Monténégro : victime de la ’diplomatie de la dette chinoise’

Le Monténégro, un territoire montagneux d’à peine 13 800 km² où vivent 610 000 habitants, est le seul pays des Balkans à ne posséder encore aucune autoroute. Pour remédier à cette situation, le gouvernement a lancé le projet de construction d’une autostrade reliant le port monténégrin de Bar, sur la côte adriatique, à la Serbie voisine. Cependant, le coût estimé de ce chantier pharaonique dépasse les 2,85 Mds €, soit près du tiers du PIB du pays.

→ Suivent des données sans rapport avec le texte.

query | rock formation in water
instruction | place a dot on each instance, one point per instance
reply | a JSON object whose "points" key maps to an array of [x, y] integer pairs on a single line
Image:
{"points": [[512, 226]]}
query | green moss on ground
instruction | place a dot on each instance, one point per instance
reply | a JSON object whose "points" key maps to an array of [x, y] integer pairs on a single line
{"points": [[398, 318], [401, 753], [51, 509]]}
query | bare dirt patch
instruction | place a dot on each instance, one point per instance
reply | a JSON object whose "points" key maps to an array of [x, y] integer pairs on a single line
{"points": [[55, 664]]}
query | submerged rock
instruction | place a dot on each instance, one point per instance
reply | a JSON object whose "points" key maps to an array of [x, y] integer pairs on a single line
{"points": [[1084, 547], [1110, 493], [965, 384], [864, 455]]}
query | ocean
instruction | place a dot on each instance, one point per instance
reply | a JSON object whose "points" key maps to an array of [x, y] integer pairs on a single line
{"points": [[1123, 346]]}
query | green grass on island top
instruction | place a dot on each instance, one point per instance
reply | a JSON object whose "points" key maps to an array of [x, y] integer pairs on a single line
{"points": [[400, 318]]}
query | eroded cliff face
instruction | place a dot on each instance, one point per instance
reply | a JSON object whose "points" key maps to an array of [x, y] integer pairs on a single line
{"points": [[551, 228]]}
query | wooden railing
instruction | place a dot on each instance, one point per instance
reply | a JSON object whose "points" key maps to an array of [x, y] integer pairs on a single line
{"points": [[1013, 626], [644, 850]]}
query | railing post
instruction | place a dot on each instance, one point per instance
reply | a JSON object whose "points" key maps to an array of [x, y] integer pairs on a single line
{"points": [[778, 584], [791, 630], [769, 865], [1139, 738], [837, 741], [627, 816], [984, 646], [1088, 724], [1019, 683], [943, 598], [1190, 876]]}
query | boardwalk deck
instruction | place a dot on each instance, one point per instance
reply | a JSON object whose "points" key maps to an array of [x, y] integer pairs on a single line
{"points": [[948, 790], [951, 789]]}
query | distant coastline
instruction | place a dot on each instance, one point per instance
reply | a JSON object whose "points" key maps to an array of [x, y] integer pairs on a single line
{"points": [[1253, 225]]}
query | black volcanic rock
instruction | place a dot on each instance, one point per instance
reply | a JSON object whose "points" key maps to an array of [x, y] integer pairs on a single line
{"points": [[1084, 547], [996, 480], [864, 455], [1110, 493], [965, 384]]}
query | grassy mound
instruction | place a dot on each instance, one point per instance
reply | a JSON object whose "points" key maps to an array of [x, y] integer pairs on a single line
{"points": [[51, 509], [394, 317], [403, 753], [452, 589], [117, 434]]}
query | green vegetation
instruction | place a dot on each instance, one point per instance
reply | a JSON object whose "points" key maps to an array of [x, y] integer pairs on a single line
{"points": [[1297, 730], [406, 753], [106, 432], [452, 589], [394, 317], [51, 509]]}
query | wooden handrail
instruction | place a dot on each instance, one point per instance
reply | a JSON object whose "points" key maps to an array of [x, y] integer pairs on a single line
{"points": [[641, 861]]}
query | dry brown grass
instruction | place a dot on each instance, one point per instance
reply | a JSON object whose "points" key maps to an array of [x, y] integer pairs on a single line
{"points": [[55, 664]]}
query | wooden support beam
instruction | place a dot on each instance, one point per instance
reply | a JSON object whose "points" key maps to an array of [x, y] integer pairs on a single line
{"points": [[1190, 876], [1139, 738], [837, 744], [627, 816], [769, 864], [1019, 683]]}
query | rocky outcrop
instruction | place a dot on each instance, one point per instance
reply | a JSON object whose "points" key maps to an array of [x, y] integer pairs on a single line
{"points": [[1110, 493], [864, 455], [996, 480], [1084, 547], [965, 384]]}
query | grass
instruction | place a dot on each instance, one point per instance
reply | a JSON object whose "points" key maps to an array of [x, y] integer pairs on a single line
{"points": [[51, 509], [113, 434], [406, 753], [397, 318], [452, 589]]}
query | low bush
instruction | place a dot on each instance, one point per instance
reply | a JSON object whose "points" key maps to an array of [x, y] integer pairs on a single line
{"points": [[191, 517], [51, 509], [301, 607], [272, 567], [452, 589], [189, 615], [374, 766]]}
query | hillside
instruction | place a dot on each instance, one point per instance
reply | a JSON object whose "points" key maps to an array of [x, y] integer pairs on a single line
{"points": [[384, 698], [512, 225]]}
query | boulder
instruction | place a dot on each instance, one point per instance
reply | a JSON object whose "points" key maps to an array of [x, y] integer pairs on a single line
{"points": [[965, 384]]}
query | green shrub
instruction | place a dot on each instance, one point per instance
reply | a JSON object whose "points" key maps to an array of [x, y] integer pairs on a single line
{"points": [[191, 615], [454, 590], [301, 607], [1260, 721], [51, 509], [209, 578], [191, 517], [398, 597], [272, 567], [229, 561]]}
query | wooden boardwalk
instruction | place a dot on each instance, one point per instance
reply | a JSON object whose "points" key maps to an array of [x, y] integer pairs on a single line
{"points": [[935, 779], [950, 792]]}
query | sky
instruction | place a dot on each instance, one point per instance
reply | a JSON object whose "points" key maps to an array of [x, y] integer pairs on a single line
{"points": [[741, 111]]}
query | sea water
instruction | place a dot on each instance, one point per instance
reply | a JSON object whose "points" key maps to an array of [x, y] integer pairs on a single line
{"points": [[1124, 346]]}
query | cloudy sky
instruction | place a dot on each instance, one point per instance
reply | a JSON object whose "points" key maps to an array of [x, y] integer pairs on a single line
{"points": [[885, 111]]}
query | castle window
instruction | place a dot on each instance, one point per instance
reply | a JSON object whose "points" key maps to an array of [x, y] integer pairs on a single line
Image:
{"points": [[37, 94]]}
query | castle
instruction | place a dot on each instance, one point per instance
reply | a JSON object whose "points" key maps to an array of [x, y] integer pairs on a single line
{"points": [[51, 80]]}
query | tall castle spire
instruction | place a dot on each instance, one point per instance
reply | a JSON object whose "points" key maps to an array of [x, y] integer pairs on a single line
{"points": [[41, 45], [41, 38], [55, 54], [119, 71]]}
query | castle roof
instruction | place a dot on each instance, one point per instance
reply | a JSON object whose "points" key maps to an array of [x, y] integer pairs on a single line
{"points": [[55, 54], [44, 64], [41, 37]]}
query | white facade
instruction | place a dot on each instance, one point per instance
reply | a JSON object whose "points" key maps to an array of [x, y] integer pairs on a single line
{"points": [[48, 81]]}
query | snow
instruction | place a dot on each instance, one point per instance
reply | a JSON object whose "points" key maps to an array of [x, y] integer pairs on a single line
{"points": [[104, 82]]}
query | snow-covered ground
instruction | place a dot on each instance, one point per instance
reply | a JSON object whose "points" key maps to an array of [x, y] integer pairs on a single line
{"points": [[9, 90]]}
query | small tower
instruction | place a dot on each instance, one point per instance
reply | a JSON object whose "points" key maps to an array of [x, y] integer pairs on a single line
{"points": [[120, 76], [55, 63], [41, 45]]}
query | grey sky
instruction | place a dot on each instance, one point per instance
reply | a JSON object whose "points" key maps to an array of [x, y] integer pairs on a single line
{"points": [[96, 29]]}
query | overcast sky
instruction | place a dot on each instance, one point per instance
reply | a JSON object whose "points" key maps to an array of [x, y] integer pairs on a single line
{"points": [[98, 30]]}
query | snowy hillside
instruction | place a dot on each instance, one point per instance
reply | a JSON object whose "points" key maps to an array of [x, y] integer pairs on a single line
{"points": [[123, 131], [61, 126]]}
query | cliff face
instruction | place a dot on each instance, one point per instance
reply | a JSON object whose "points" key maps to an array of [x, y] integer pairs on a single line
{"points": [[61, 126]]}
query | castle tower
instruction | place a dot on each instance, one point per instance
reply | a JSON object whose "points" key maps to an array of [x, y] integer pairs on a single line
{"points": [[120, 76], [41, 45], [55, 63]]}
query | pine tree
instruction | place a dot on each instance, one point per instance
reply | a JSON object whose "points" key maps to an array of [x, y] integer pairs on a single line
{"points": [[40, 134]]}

Malgré les réticences exprimées par le FMI au vu de la capacité de remboursement du Montenégro, Podgorica a passé contrat avec la China Road and Bridge Corporation (CRBC) en 2014, s’endettant auprès de la Bank of China à laquelle il va devoir s’acquitter du versement d’1 Md € d’ici juillet 2021, une somme dont le Monténégro ne dispose pas.

La capacité de remboursement du pays a en effet été fortement affectée par la crise consécutive à la pandémie de covid, alors que le Monténégro est fortement dépendant du tourisme : 2020 a bien été une année noire pour ce secteur d’activité. Pour le Frankfurter Allgemeine Zeitung, le Monténégro devient ainsi actuellement la première victime européenne de la « diplomatie de la dette chinoise ».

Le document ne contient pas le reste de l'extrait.